棟梁ハルヴァル・ソルネス、アリーネ・ソルネス(妻)、ドクトル・ヘルダール(医師)、クヌート・ブローヴィク(使用人)、ラグナール・ブローヴィク(使用人)、カイヤ・フォスリ(使用人)、ヒルデ・ヴァンゲル嬢(訪問者)

 

■梗概

<一幕>事務室

・ブローヴィク、ラグナール(その息子、30歳)、カイヤ(その婚約者、20歳)

・そこへソルネス。

・プローヴィク、ソルネス。棟梁に頼み→失敗。

・父子退場。ソルネスとカーヤ。

・ソルネス、医師。使用人についての話題(とくにカーヤとの関係)。火事の話題。若者に対する不安。

・そこにヒルデ登場(山から)。棟梁とは十二三歳のときに出会う。それから十年。リーサンゲルでの出来事。独特の語彙を導入(王女、王国、トロル)。

・ソルネスは、ヒルデの話を聞かされ、自分の願望が実現していた過去のイメージを与えられる(これがすべて事実であったかどうか不明、226229)。しかもヒルデの願望的空想(お伽噺+性的ロマンス)のなかでは、彼は年を取っていない。ソルネスは、ヒルデこそ、自分が最も必要としていた人であると感じる。

 

<二幕>客間

・ソルネス、夫人(黒い衣装)。夫婦の会話――火事の話題。「負債、罪、病気」。

・ソルネス、ヒルデ。相続した家と土地。火事。教会→住宅→自分の家。「代償」(245)。ラグナールにひどい言葉。煙突にヒビ。「選ばれた人間」(251)。「手伝いや召使い」(252)。「たくましい良心」(252)。「サーガ」。
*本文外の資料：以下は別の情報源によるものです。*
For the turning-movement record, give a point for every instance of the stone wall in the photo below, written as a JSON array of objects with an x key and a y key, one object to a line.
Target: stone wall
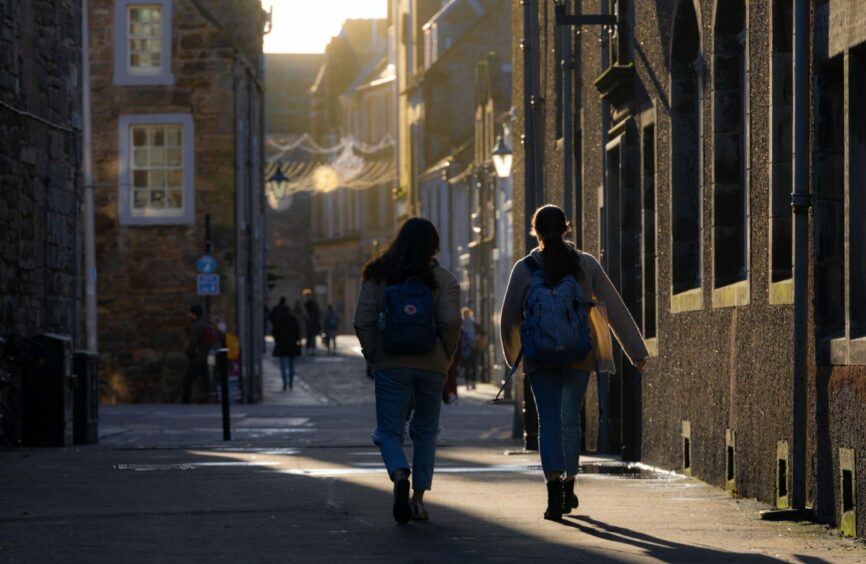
[
  {"x": 40, "y": 100},
  {"x": 147, "y": 273},
  {"x": 718, "y": 367}
]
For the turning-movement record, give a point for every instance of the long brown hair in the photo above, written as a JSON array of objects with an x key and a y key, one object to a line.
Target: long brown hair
[
  {"x": 549, "y": 226},
  {"x": 409, "y": 254}
]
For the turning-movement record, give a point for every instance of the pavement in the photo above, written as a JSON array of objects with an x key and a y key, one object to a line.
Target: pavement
[{"x": 301, "y": 482}]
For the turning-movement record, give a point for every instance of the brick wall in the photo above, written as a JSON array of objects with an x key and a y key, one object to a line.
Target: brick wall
[
  {"x": 39, "y": 74},
  {"x": 147, "y": 273}
]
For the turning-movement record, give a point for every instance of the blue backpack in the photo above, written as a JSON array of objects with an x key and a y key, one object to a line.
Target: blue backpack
[
  {"x": 407, "y": 323},
  {"x": 555, "y": 327}
]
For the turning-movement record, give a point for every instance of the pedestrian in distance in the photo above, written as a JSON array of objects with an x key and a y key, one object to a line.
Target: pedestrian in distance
[
  {"x": 287, "y": 335},
  {"x": 545, "y": 321},
  {"x": 408, "y": 323},
  {"x": 314, "y": 324},
  {"x": 201, "y": 337},
  {"x": 470, "y": 337},
  {"x": 330, "y": 325},
  {"x": 301, "y": 316}
]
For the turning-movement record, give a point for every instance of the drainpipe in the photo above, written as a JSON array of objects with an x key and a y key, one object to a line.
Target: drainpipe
[
  {"x": 529, "y": 103},
  {"x": 801, "y": 201},
  {"x": 90, "y": 317},
  {"x": 566, "y": 64}
]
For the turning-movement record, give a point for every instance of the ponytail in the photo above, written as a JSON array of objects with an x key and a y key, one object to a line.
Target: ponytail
[{"x": 549, "y": 226}]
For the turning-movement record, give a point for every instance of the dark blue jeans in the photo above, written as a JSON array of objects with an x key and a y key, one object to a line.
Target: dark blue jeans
[
  {"x": 395, "y": 388},
  {"x": 287, "y": 369},
  {"x": 559, "y": 394}
]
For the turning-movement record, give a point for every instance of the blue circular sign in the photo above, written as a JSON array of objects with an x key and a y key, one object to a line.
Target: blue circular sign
[{"x": 206, "y": 264}]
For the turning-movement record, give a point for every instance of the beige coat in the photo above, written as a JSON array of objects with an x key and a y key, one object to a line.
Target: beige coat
[
  {"x": 446, "y": 300},
  {"x": 596, "y": 284}
]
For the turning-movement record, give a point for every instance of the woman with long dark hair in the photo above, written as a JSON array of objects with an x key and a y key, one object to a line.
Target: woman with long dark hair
[
  {"x": 559, "y": 384},
  {"x": 408, "y": 323}
]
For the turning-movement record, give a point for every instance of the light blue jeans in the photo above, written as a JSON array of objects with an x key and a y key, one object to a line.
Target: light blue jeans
[
  {"x": 559, "y": 394},
  {"x": 395, "y": 388},
  {"x": 287, "y": 369}
]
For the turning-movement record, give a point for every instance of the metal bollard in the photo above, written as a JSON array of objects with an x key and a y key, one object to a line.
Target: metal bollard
[{"x": 223, "y": 365}]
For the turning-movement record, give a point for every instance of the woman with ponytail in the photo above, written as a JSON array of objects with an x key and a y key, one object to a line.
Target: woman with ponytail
[
  {"x": 404, "y": 373},
  {"x": 559, "y": 387}
]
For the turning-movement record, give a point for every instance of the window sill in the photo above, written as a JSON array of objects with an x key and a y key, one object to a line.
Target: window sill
[
  {"x": 156, "y": 220},
  {"x": 652, "y": 345},
  {"x": 690, "y": 300},
  {"x": 732, "y": 295},
  {"x": 129, "y": 79},
  {"x": 782, "y": 293},
  {"x": 845, "y": 352}
]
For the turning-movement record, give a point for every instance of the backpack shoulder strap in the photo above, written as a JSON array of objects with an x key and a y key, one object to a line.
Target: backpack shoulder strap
[{"x": 531, "y": 264}]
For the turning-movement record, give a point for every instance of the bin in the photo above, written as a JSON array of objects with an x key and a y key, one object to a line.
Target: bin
[
  {"x": 86, "y": 409},
  {"x": 46, "y": 392}
]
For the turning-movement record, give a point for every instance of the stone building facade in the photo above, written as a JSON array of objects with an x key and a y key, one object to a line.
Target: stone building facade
[
  {"x": 353, "y": 101},
  {"x": 668, "y": 140},
  {"x": 178, "y": 141},
  {"x": 288, "y": 77},
  {"x": 40, "y": 143},
  {"x": 455, "y": 93}
]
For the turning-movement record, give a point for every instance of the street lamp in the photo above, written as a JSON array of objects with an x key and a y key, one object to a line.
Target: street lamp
[
  {"x": 502, "y": 156},
  {"x": 279, "y": 182}
]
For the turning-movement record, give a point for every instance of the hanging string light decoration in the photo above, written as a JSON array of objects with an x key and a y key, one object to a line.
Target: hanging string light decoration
[{"x": 304, "y": 165}]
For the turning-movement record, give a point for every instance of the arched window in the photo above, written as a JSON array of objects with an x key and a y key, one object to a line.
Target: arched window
[
  {"x": 686, "y": 149},
  {"x": 730, "y": 164}
]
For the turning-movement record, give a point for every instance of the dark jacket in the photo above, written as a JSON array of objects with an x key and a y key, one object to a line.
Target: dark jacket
[
  {"x": 447, "y": 302},
  {"x": 314, "y": 324},
  {"x": 286, "y": 331},
  {"x": 195, "y": 347}
]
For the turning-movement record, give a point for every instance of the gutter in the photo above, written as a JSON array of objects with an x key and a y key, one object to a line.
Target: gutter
[{"x": 801, "y": 201}]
・ソルネスとヒルデはカーヤに推薦の言葉を書き添えた図面を渡す。夫人。二人を解雇。

・ソルネスとヒルデ。「はっきりせんのだ」(261)。

 

<三幕>広いヴェランダ

・ヒルデ(庭から、胸に花束)とソルネス夫人。火事をめぐる会話。「人生でささいなもの」(264)、「人形」(265)、「骨の髄まで凍えた」(266

・ヒルデとソルネス。「籠の中にいただけ」(268)、「彼女は死んだ」(268)、「空中のお城」(270

・ヒルデとラグナール。「君が花輪なんぞ」(271

・ヒルデ、ラグナール、複数の「義務」に引き裂かれる夫人、医師。夫人の心配。

・ヒルデとソルネス。「怖いのね」(276)、「人間の幸福が宿りそうな」(278)、「空中の城」(278)、「あの方と話をするね」(279)。